Richard Bowser looks at how lenders approach the valuation of Houses of Multiple Occupation (HMO) property

As the UK economy continues to recover with regional housing markets gradually gaining momentum, the continuing shortage of new homes being built could prove to be a 'hot potato' for the upcoming UK parliamentary election in 2015. In major cities and towns in particular the curtailed supply of accommodation relative to increasing demand has resulted in many new opportunities for property investor-landlords to supply 'room lets' as our article on page 20 underlines.

However, the financing of HMO property is not always as straightforward as for 'vanilla' buy-to-lets which are occupied by one family unit, so I asked Lucy Hodge, managing director at Vantage Finance and Mark Heywood, senior commercial manager at Watts Commercial Finance to clarify how larger HMO properties are looked upon by lenders.
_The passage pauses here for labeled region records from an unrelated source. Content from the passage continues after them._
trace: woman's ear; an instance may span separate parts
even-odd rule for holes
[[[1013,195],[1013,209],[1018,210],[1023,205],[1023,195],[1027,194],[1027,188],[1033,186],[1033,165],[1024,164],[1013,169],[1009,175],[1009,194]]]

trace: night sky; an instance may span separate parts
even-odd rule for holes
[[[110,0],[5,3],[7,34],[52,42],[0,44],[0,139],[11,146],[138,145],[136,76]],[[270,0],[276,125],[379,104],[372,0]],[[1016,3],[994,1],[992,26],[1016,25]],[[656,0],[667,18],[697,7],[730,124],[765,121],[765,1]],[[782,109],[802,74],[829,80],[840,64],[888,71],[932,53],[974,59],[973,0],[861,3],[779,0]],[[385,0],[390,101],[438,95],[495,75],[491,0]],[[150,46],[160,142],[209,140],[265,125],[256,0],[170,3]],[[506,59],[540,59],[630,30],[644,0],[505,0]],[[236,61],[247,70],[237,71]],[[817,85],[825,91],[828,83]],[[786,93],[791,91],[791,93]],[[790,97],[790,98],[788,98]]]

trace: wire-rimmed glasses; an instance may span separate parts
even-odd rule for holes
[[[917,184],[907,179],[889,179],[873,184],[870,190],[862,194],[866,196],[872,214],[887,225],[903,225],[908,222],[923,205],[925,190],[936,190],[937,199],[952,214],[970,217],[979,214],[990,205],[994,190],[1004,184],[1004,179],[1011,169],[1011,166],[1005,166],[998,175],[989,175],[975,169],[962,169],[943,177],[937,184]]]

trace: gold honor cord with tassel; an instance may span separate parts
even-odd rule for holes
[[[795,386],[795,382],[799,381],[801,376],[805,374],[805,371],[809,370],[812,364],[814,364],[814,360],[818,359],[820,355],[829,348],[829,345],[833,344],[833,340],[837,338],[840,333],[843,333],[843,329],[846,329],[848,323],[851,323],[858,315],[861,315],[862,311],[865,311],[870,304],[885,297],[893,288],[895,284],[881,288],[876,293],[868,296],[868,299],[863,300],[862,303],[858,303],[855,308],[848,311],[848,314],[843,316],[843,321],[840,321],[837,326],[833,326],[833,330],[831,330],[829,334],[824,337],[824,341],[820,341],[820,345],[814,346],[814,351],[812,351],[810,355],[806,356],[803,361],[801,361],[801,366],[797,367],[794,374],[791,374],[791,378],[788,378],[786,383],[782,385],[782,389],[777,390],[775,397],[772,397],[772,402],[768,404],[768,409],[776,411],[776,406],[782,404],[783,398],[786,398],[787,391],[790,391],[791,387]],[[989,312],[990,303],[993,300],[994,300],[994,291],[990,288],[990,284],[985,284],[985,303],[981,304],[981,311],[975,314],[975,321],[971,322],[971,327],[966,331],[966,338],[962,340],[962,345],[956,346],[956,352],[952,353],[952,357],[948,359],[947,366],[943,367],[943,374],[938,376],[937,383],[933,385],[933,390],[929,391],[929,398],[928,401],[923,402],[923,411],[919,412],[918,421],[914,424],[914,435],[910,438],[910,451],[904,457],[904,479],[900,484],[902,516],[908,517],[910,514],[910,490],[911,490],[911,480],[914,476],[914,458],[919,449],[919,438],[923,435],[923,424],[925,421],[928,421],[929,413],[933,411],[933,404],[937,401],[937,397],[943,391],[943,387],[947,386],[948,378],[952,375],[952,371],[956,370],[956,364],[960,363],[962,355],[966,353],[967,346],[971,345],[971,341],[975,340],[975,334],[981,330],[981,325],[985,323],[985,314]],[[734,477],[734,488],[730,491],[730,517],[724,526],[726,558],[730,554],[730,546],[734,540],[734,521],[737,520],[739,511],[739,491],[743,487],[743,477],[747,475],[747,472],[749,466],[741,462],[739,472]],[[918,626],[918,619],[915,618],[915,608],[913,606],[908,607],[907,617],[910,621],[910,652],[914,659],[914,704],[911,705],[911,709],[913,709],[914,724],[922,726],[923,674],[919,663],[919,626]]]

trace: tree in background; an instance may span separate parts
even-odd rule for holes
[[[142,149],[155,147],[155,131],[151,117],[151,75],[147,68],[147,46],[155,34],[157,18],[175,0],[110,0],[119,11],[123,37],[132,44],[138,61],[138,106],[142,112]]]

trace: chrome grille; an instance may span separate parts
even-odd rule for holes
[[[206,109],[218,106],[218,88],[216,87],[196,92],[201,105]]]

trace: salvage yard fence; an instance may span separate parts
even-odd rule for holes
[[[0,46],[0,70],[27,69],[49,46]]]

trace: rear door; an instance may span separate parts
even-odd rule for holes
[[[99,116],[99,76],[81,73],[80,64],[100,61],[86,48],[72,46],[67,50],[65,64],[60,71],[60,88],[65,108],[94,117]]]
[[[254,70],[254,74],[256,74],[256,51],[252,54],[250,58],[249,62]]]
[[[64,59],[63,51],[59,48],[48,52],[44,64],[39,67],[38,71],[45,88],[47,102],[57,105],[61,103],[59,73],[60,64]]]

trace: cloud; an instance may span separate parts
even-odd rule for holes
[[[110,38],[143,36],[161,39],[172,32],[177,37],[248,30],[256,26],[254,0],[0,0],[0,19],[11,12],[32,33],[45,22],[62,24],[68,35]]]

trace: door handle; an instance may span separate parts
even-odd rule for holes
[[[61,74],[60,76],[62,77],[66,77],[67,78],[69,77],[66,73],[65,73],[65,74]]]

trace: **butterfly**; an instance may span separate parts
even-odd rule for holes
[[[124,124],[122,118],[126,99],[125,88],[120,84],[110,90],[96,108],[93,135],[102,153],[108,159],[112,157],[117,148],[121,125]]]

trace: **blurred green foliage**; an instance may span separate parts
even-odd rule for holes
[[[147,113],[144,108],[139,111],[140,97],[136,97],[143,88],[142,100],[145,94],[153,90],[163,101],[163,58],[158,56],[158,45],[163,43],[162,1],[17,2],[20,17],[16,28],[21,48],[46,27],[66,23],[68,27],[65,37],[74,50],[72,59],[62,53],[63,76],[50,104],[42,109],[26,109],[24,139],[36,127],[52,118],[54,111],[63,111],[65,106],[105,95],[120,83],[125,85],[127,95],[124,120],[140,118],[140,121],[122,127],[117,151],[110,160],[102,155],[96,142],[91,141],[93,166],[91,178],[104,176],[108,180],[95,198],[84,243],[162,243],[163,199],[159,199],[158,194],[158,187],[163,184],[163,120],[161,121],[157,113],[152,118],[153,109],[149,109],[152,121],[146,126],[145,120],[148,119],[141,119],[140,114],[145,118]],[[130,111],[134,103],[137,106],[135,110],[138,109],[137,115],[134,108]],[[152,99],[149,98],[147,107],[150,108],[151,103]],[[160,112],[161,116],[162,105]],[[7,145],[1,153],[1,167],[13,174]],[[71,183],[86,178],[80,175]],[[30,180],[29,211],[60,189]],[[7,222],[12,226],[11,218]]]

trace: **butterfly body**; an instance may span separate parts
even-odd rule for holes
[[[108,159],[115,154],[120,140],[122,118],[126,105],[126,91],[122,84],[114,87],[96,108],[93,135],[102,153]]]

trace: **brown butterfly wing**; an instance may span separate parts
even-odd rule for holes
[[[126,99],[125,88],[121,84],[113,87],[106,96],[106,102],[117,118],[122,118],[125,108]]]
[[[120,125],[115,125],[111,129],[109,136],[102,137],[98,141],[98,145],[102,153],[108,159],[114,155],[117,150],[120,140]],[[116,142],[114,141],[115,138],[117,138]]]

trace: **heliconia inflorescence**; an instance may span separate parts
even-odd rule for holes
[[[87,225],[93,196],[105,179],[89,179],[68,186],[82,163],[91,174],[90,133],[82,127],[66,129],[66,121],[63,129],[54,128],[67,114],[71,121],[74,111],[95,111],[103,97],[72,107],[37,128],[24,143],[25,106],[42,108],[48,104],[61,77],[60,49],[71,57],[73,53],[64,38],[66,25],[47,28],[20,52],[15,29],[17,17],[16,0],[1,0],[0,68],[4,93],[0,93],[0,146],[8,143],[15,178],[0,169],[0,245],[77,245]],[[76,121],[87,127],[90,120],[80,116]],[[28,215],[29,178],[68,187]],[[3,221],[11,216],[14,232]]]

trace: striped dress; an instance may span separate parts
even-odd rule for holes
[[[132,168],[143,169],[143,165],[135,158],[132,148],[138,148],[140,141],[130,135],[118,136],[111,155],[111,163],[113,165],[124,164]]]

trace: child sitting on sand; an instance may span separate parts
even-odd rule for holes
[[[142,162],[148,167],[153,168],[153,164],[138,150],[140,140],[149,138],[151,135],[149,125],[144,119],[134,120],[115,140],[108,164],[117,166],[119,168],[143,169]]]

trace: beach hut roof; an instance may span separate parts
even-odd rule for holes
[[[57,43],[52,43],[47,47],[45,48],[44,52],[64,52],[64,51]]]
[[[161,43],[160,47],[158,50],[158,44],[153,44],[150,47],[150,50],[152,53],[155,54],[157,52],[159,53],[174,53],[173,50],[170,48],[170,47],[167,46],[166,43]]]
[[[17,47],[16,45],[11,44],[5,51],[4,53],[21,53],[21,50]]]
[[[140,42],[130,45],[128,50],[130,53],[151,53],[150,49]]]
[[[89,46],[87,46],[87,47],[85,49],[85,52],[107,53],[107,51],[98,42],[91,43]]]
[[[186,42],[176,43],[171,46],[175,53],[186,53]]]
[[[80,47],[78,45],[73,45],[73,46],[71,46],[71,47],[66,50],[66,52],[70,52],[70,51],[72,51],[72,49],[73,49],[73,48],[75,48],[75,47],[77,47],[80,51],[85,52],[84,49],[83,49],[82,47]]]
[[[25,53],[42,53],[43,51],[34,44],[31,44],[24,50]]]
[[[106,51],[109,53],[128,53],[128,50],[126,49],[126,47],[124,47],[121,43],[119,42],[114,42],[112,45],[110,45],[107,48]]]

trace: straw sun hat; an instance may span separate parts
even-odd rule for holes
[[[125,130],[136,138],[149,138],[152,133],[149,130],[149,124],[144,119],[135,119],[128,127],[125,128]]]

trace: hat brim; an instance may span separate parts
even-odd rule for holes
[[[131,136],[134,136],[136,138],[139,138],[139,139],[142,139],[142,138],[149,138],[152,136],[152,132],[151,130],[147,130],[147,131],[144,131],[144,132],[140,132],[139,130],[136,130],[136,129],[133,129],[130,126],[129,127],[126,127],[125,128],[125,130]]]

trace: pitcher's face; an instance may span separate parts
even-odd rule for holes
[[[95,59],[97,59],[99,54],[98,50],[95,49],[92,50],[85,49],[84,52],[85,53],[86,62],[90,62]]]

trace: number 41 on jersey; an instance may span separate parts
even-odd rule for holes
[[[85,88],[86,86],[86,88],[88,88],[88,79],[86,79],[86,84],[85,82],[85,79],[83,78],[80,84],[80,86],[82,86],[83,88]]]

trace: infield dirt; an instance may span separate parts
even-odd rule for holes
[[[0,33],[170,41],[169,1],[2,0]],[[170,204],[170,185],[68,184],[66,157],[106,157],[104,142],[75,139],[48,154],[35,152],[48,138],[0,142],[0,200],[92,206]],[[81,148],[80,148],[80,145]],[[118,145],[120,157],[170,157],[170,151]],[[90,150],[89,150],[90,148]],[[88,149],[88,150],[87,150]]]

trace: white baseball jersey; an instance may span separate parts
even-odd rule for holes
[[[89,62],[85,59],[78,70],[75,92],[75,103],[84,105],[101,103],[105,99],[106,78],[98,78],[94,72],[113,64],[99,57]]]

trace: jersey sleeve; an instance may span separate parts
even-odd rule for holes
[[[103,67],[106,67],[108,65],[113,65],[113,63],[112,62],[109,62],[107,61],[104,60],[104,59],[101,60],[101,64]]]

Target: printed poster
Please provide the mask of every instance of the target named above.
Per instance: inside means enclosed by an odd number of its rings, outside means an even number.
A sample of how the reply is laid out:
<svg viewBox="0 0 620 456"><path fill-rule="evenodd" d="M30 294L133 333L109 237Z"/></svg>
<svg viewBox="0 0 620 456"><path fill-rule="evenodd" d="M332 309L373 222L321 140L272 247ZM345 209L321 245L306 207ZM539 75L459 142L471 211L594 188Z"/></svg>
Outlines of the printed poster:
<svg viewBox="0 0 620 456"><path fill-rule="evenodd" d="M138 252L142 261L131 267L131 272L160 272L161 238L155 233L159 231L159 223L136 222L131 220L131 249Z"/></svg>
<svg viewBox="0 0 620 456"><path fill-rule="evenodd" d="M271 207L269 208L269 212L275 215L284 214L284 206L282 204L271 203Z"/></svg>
According to Lucy Hodge HMOs are difficult to place with high street lenders as it is a specialist sector which the vast majority of buy-to-let (BTL) lenders pulled out of during the financial crisis, and still have not returned to.

She continues: "Whilst HMOs can be funded as commercial mortgages with high street lenders, the criteria for loans to be written on a repayment basis with fairly tough rental cover requirements does not suit many investors. They tend to be looking for interest-only loans with gearing at a higher level than can be achieved through this model.